For years, I did what most marketers do.
I studied best practices. I searched for the next hack that would instantly transform my results. I built my marketing playbook.
Of course, the trends came and went. One moment, everything was about website design and email marketing. Then it was all about pay-per-click. Then content marketing, social media, and ABM.
Meanwhile, the pressure on marketers kept building. Everything was measured. The more we were judged based on short-term metrics and KPIs, the harder we tried to outsmart uncertainty and risk.
So we turned marketing problems into math problems. Replaced creative problem solving and experimentation with formulas.
Need more leads for the sales team? Then do A. Email campaign engagement dropping?
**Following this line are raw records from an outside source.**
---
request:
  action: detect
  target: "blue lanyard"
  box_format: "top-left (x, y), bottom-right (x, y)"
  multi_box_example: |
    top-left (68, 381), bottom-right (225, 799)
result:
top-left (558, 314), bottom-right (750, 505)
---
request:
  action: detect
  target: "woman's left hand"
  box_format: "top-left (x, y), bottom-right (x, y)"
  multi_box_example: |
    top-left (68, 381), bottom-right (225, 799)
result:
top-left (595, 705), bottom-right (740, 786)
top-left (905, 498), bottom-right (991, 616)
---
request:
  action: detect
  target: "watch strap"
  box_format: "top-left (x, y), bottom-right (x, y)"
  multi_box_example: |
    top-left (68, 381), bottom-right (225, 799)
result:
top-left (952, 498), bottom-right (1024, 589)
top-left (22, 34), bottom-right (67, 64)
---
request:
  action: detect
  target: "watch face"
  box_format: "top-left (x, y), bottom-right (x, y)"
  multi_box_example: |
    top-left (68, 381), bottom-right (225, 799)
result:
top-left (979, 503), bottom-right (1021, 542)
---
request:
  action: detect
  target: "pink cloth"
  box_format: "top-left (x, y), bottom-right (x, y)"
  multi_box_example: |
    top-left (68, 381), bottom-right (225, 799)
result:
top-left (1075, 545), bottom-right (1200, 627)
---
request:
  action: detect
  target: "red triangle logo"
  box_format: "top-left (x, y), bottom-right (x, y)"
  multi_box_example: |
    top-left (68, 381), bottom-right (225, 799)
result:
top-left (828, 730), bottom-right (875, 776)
Then do B.
But just because something worked in one situation doesn’t mean it will work every time. The world simply changes too quickly. There are too many variables, too many complex forces that can affect the outcome.
After years of studying creativity and problem solving, I realized that the issue wasn’t the tips and best practices themselves. We should all learn as much as we can from each other. But ideas are just starting points. Raw material that we can use to build our own solutions.
The problem was that we let opinions and biases limit our own thinking. They stopped us from asking better questions. They kept us chasing certainty instead of tapping into our own boundless creativity.
And in a world where the rules change every day, the cost of following instead of leading is just too high.